Another attribute of the Ultimate that I did not mention is also responsible for my continuing faith: it is mystery, the consort of the Ultimate’s transcendence. It is that which does not allow me to declare with as much certainty as I would like that those ideals I place my hope in truly exist; it is what does not allow me to conclude that the existence of evil, ugliness, injustice, and chaos in this world is a defeater of my hope in goodness, beauty, justice, and meaning; worst of all, it necessitates the humility that we as humans resist to the bitter end. But unlike those other attributes, mystery is not eternal: my Christian hope is in the eventual resolution of this mystery/transcendence, the closing of the gap between heaven and earth, the eventual elimination of shouldn’t-be from the midst of should-be. And it is this hope that I lay down before the perfect object of my worship, the one of whom I have been fathered from a young age and who has given me peace and joy to spare, but more importantly, a deep-seated concern and empathy for others.

There are many who imagine that they are caught up somewhere above the mystery into the very certainty of God. Doubt, which may be thought of as an intentional filling of one’s lungs with the air of mystery, is thought by these to be a denial of the God whom they have experienced. This is how certainty is achieved for the Defenders.

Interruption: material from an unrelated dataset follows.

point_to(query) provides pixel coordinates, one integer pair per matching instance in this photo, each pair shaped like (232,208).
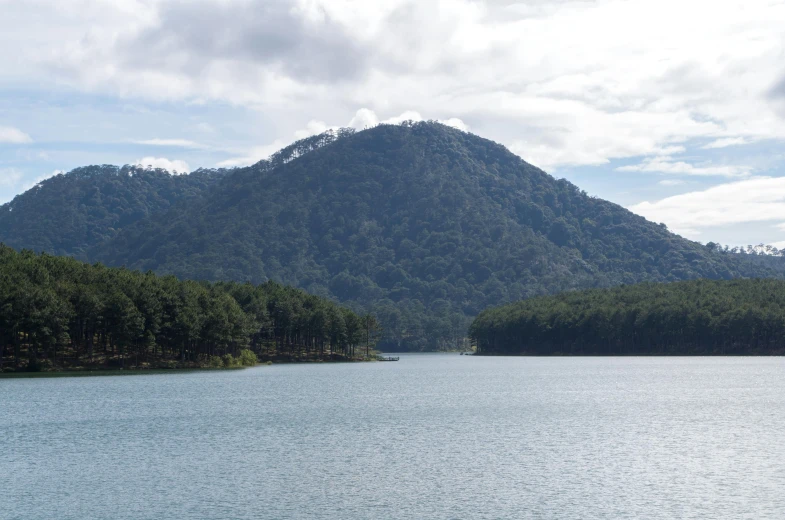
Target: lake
(432,436)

There are also many who can no longer pretend that they are experiencing the certainties promised them beyond that yawning gap of mystery; these are often troubled, hurting, and angry by this revelation. It seems only natural that those in the painful throes of the transcendence of God, mistaking it for His absence, cling to the firm ground and renounce all else. This is how certainty is achieved for the Disillusioned.

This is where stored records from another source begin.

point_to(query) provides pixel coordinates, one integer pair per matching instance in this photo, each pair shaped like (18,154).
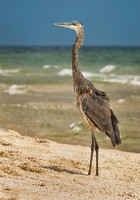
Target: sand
(39,169)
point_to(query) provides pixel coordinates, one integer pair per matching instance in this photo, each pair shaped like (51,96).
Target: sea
(37,97)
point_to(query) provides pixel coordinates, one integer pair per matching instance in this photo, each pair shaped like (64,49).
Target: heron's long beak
(66,24)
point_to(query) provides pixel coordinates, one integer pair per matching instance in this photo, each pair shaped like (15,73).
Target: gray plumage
(92,103)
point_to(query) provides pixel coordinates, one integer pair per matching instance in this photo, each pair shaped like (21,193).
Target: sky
(106,22)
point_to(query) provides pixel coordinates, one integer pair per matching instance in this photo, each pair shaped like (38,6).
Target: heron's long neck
(75,63)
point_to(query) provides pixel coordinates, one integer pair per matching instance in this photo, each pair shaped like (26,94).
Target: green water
(37,98)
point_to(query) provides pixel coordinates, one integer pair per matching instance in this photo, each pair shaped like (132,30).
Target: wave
(8,71)
(14,89)
(68,72)
(135,81)
(107,68)
(121,100)
(103,77)
(46,66)
(65,72)
(49,66)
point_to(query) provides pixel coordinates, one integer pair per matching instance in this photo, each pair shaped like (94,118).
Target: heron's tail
(115,136)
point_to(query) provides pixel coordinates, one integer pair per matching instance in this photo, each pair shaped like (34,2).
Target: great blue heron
(92,103)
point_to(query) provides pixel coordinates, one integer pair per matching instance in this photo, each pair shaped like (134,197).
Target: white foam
(14,89)
(8,71)
(121,100)
(115,80)
(65,72)
(46,66)
(135,81)
(107,68)
(68,72)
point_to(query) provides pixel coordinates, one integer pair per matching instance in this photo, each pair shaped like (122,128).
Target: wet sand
(40,169)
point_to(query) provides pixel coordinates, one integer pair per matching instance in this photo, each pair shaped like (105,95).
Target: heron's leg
(92,150)
(97,153)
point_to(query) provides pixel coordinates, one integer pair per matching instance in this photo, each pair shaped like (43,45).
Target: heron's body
(92,103)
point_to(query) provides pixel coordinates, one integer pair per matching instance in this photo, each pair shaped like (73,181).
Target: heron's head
(76,25)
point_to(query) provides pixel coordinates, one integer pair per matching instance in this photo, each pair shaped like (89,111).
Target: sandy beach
(40,169)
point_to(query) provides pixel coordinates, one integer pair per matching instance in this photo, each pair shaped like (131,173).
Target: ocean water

And then there are some of us who seek to keep our feet planted in reality, unflinchingly seeking out truths that the Defenders disavow, but who, inhaling the mystery, strain to reach that transcendent-yet-imminent Goodness of which we catch vivid glimpses. We deny that certainty is anything but an illusion. Our faith is not about maintaining beliefs, but about fervently striving to bring the Goodness we have known closer to the waiting world. While valuing the insights into the human and divine natures the biblical authors have to offer us, and while humbly and thoroughly subjecting those insights to all of the reconstructions and deconstructions suggested by critical inquiry, we do not lean on either understanding. We trust instead in the God for whom our souls yearn and without whom all the truths on the earth would be nothing more than clanging cymbals. Our faith is realized in an ethic intended to make those virtues manifest in our own lives, for the sake of others: we demonstrate our hope for the victory of love by acting faithfully, seeking to embody goodness, beauty, justice, meaning, and above all, Love. This is what we call serving God. We are Christians because we were – and are – taught these things by Jesus.

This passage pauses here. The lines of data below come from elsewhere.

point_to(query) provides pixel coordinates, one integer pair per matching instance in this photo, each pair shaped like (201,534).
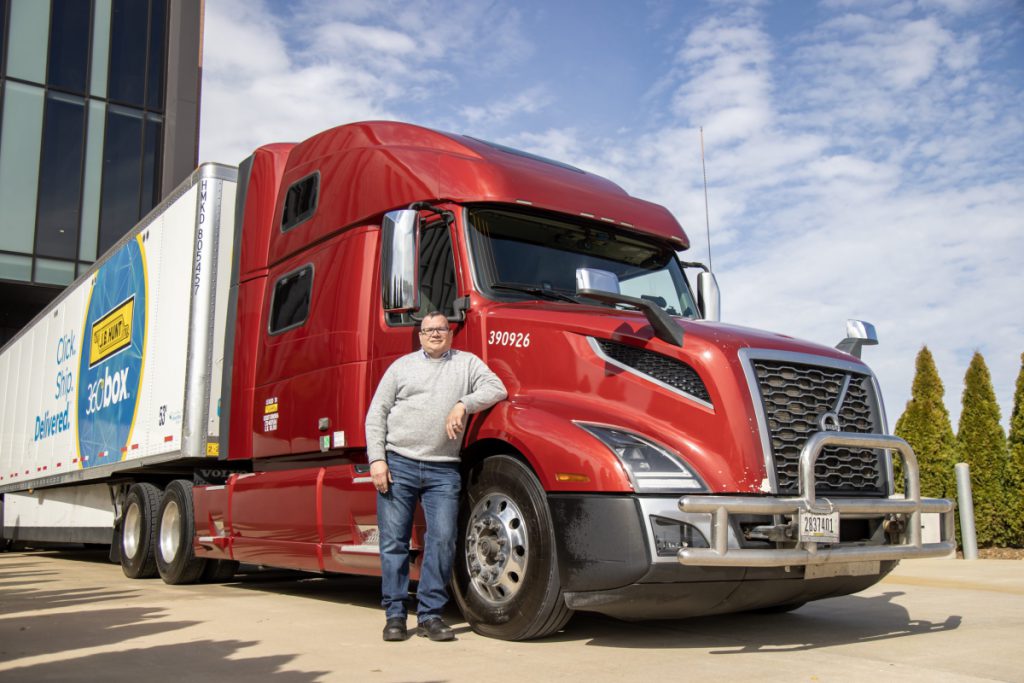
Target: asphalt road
(71,616)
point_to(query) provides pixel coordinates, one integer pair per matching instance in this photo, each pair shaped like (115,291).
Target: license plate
(843,569)
(818,526)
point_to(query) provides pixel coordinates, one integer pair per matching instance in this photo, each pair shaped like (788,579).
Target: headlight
(649,466)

I’m not trying to pigeon-hole every human into these few categories. There are many others: most people are happily oblivious to all these debates; others are well aware of the debates, but have become fatigued and battle-weary, wanting to hope but struggling to find the will to wade through the divide between the different dogmatic positions. I hope to have something useful to say to those in both of those categories without becoming an obnoxious crusader. Although at times my temper has no doubt flared against certain egregious examples of problematic thinking among the groups I’ve described, I do not want to demonize anyone. I write this blog to offer another way of dealing with doubts, one which has the potential to heal the often bitter and vitriolic gash separating the Defenders and the bitter Disillusioned, for the sake especially of those caught in the middle. My hope is that by sharing my search for truth on this blog, stripping away what is false and shoring up what is true, I will eventually help motivate all, whether Christian, heretic, or apostate, who share the ethic of an overcoming goodness that I call Christianity in action.